Friday, June 27, 2014

The Tribe




You may recall me writing last spring that I decided to take seven weeks off of work; a sabbatical of my own making. While the circumstances were such that I had to step into “work mode” a few times (I am an executive director of a nonprofit), overall, from mid April through the month of May, I focused on my own personal projects and being a mom. Quiet meditative mornings spent writing and connecting with Spirit, and afternoons completing a life coaching program defined my days. My time off reached its completion with a trip to Mexico; very lovely indeed.

As I knew would be the case, I hit the ground running when I returned to work, and two days after flying from Puerto Vallarta to Dallas and driving back to Oklahoma, I made the drive back to Texas for several days of meetings. I felt a little “spacey,” as my brain revved back up, but as desperate as I had felt seven weeks earlier to have my break from work, I was supercharged and glad to be back!

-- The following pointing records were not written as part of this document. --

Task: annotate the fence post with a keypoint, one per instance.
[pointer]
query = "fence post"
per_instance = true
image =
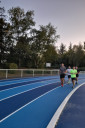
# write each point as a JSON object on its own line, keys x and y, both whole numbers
{"x": 33, "y": 73}
{"x": 21, "y": 73}
{"x": 6, "y": 73}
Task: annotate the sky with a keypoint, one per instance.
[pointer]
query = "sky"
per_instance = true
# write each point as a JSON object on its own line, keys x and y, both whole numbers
{"x": 67, "y": 15}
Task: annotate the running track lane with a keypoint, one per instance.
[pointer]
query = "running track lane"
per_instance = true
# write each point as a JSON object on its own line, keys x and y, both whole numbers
{"x": 21, "y": 84}
{"x": 14, "y": 103}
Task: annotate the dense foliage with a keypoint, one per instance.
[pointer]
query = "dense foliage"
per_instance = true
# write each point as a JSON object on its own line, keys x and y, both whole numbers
{"x": 23, "y": 45}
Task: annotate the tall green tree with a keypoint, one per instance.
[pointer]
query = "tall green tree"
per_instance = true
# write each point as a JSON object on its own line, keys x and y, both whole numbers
{"x": 42, "y": 38}
{"x": 21, "y": 23}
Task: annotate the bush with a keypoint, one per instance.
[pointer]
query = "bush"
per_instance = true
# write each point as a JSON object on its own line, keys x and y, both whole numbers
{"x": 13, "y": 66}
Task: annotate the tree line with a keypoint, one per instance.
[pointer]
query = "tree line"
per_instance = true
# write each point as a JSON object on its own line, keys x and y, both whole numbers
{"x": 24, "y": 46}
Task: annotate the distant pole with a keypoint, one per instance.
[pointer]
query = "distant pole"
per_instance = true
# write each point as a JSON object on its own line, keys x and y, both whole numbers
{"x": 84, "y": 45}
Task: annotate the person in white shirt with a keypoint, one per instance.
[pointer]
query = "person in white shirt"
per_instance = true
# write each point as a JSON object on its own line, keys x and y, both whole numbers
{"x": 69, "y": 75}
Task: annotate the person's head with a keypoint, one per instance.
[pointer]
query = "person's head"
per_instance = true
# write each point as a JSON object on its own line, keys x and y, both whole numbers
{"x": 69, "y": 67}
{"x": 62, "y": 65}
{"x": 76, "y": 67}
{"x": 73, "y": 67}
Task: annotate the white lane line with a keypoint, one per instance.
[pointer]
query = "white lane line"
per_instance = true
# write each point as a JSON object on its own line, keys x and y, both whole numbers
{"x": 25, "y": 80}
{"x": 22, "y": 85}
{"x": 57, "y": 114}
{"x": 22, "y": 81}
{"x": 27, "y": 104}
{"x": 27, "y": 91}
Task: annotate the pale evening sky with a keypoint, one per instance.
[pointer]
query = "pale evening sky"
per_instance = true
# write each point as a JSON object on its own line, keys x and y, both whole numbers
{"x": 67, "y": 15}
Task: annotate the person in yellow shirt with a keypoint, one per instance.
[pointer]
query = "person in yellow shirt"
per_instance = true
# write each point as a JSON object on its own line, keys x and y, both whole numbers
{"x": 73, "y": 75}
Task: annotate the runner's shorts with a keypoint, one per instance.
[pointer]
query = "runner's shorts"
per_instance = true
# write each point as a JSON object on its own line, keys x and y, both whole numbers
{"x": 69, "y": 76}
{"x": 62, "y": 75}
{"x": 77, "y": 75}
{"x": 73, "y": 79}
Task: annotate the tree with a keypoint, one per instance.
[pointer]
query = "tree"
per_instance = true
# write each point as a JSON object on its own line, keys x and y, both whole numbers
{"x": 62, "y": 49}
{"x": 21, "y": 24}
{"x": 51, "y": 56}
{"x": 41, "y": 40}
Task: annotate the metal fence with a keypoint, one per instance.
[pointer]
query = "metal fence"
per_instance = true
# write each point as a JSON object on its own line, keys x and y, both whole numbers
{"x": 17, "y": 73}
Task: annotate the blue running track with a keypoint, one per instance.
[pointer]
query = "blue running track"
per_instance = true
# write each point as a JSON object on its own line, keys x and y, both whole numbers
{"x": 31, "y": 102}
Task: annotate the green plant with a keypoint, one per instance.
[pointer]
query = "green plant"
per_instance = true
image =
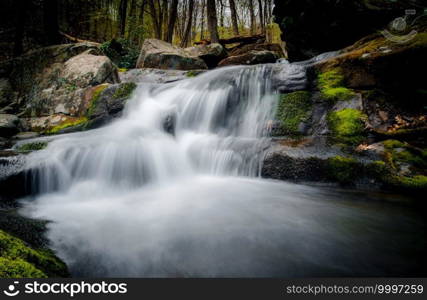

These meetings were no dull affair; I was with a group of people who hold parallel positions to mine from across the country. The value of our time together is why I came back to work a week earlier than I had originally planned. While we have come together to work toward nationwide goals and collaboration, these people are my professional support system.

On one of these days, I looked across the room at Bev while she was speaking, and was flooded with memories from six years earlier, prior to stepping into my current position. It was a series of dreams, likely triggered by my location in El Rito, New Mexico. In my dream, the tribe was fracturing as it became known that efforts toward “population control” due to extreme drought and grain stores had been unnecessary; tribal leaders were saving the food for themselves. The population control involved infanticide.

As I awoke from that dream, Bev’s name, first and last came to me. This unfolding continued after I returned home, and with follow up research, I came across some articles that suggested population control may have been used (sometime between 1100 and 1300 AD), and part of the tribe inhabiting the area split off and headed north to the area around El Rito. Two years later, when I was well into my current position, I would be filled with recognition as I started seeing the names that had come to me in the dream state. This loose network of individuals was the “tribe.”  

I don’t think about this often, and over the past few years of working closely with these people, I haven’t thought about it at all. Interestingly, we work in the field of child abuse and advocacy. What is this 21st century experiment we are engaged in? And what have we come to try and do, en masse, in this lifetime?

While I have ideas about the answers to those questions, I may never know. But I am grateful, that on my fourth day back at work after a Spirit filled seven weeks, I recalled those dreams and glimpsed the greater totality in which we all take part.

Many Blessings,




Friday, June 6, 2014

45 New Things

“A mind that is stretched by a new experience can never go back to its old dimensions.” -- Oliver Wendall Holmes, Jr.




In the months before my 45th birthday, I had what one might call an old fashioned mid-life crisis. It manifested itself internally rather than in the more stereotypical ways we have all witnessed. As I did this internal evaluation, I knew that as much as I had enjoyed my life, I wanted to keep growing, expanding and experiencing rather than growing ever more comfortable and complacent in my “zone.” So, my birthday gift to myself was a challenge: Do 45 new things over the next year.

I hiked the Narrows in Zion. I got myself to Bryce Canyon after more than a decade of saying I wanted to go. I took my sons kayaking down a river; we hiked the Grand Canyon and experienced Carlsbad Caverns. I got my first pedicure, did a zip line adventure, read Thoreau, consciously tried new ways of dealing with patterns in my most significant relationships, got certified as a Life Coach, and the list goes on.

About a month ago, I downloaded a free trial of some “mind mapping” software to use in my coaching. I have always been intimidated by technology and it was completely unlike me to experiment with software with such reckless abandon. What had gotten into me? I was going to add this to the list of 45! Or wait--- was this new behavior a result of the list of 45? What I did know was that I had subtly changed.

A year has passed, and on my 46th birthday, my sons and I boarded a plane for Puerto Vallarta as I have done for the past 23 years. On the plane, I looked at the “45” list in the back of my journal, somewhat in awe. I was beginning to see the ways in which the impact of these new experiences permeated into all areas of my life.  And then I noticed that the list stopped at 43; I didn’t actually meet my goal.

The weather in Mexico was unusual while we were there, and one morning I found myself completely alone on the beach, sitting under a palapa, while it poured down rain. It was beautiful, and I made a mental note to remember how peaceful I felt in that moment. When my sons arrived, they of course went straight to the water. The air was cool, but I pulled off my cover-up, ran through the rain, and submerged in the Pacific in spite of the storm. When I came up for air, I looked toward the mountains emerging through the dark clouds in the distance. What an incredible morning it had been.

Then it hit me; I had never experienced the beauty of a sitting on the beach alone during a storm. Nor had I ever been swimming in the ocean while it poured down rain. And with that realization, my list of “45” was complete.